La Tribune

Bilan en demi teinte du Salon de la copropriété 2009

Diane Lacaze  |   -  496  mots
Malgré l'actualité sur le sujet de la copropriété (ascenseurs, travaux écolo...), ce millésime aura attiré sûrement moins de visiteurs entre le 7 et le 9 octobre. La faute, sans doute, à un salon concurrent nouvellement créé.

Du 7 au 9 octobre, à Paris, s'est tenu le quinzième salon de la copropriété, où les professionnels du secteur sont venus exposer leur savoir-faire. Evénement important, car la France compte 7,6 millions de logements en copropriété.
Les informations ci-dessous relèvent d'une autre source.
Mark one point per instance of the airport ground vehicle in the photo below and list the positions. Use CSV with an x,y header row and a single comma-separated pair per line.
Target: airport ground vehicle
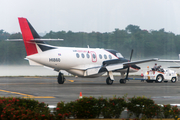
x,y
160,75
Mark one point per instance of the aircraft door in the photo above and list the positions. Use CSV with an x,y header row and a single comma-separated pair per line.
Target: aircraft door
x,y
94,57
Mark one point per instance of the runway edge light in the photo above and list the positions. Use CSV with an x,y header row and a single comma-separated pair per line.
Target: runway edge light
x,y
80,95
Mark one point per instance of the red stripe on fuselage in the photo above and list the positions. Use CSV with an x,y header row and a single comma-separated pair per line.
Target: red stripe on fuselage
x,y
27,36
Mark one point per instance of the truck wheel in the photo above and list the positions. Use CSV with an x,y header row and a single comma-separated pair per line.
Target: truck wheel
x,y
173,80
159,78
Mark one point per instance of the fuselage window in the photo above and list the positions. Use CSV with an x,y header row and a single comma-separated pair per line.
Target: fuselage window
x,y
82,55
94,56
87,55
100,56
77,55
110,57
105,56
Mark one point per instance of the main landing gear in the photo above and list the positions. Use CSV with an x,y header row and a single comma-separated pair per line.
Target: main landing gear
x,y
61,78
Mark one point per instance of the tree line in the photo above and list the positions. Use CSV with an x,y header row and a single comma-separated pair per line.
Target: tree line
x,y
146,44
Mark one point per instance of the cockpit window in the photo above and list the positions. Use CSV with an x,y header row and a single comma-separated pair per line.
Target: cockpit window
x,y
119,55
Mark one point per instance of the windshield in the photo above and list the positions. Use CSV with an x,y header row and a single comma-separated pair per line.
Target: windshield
x,y
119,55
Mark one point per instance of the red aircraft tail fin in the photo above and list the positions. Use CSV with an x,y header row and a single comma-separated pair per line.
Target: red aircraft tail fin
x,y
28,33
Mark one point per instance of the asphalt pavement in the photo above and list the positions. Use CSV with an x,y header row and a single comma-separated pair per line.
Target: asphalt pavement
x,y
46,89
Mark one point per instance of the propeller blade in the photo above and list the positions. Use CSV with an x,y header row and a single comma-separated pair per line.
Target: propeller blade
x,y
128,66
131,55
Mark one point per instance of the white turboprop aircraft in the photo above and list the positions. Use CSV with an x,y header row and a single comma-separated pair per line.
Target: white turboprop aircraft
x,y
81,62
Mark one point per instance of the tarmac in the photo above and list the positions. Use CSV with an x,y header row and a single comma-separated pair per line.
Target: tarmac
x,y
46,89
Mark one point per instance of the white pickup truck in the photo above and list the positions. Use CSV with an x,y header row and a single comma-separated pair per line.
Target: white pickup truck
x,y
160,75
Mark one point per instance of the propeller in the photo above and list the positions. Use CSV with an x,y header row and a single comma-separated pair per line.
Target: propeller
x,y
129,65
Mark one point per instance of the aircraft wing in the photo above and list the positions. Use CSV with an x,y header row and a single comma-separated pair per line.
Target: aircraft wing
x,y
113,67
174,67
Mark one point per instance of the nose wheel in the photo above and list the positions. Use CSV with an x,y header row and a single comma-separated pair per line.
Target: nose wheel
x,y
61,78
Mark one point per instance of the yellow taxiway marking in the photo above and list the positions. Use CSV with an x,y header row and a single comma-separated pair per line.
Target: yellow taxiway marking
x,y
71,80
27,96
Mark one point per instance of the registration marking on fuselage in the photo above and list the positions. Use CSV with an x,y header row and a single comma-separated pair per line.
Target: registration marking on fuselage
x,y
26,95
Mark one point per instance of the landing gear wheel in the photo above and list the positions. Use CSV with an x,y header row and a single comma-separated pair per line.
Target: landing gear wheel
x,y
173,80
61,78
122,81
109,81
159,78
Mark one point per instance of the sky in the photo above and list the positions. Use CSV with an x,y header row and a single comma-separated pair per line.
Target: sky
x,y
91,15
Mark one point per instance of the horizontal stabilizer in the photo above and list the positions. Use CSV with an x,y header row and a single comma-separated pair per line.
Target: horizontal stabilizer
x,y
34,63
114,67
36,40
164,60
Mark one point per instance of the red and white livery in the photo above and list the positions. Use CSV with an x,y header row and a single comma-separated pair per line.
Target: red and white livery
x,y
82,62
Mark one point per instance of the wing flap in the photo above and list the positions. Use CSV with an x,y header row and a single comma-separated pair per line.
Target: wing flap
x,y
113,67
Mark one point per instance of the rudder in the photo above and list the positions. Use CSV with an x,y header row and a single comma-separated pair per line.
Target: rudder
x,y
28,33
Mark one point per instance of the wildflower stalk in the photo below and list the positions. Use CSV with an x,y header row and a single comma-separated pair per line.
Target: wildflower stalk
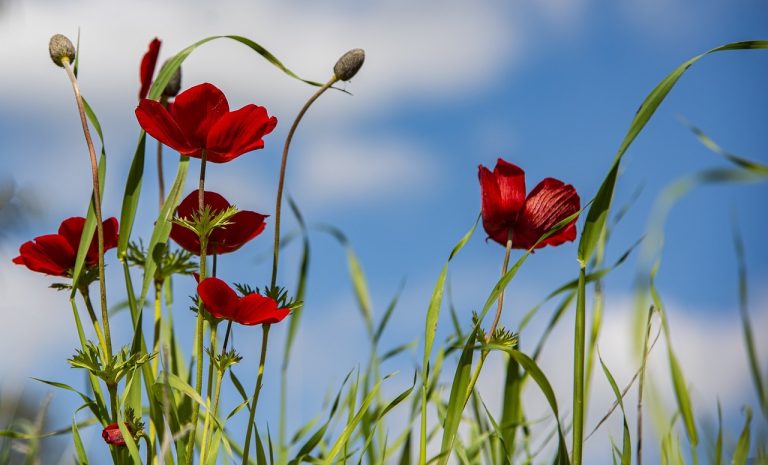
x,y
283,164
501,293
256,391
578,369
216,396
200,318
89,306
96,204
160,177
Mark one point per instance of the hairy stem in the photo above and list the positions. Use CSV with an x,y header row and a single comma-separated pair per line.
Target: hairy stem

Sauf que cette année, il a été concurrencé par le "Salon indépendant de la copropriété", se déroulant au même moment. Un télescopage tout à fait volontaire : l'Association des responsables de copropriété (ARC) ayant souhaité manifester son mécontentement suite à la décision des organisateurs du salon de ne pas accueillir d'association de copropriétaires comme exposants. Le salon de la copropriété 2009 a en effet choisi de s'adresser plus spécifiquement aux professionnels plutôt qu'aux copropriétaires non élus au conseil syndical.

Effet crise ou effet salon "parallèle"? Toujours est-il que la fréquentation semble avoir nettement diminué cette saison (en 2008, le salon avait attiré près de 10.000 spectateurs). Harmonie, spécialiste de la peinture, de la couverture et du ravalement, et stand phare du salon a bien noté qu'il y a "beaucoup moins de monde cette année. Nous sommes là tous les ans et celui là est spécialement calme".

Si les visiteurs ont quelque peu délaissé les stands, ils se sont en revanche rués sur les consultations gratuites. Des experts étaient présents pour répondre à leurs questions et les guider dans leurs projets. "Au départ, les consultations devaient durer une vingtaine de minutes, mais cette année, les gens ont tellement de questions qu'elles se prolongent jusqu'à une heure, une heure trente. Nous avons été obligés d'établir une liste avec des rendez-vous pris largement à l'avance", indique l'un d'entre eux.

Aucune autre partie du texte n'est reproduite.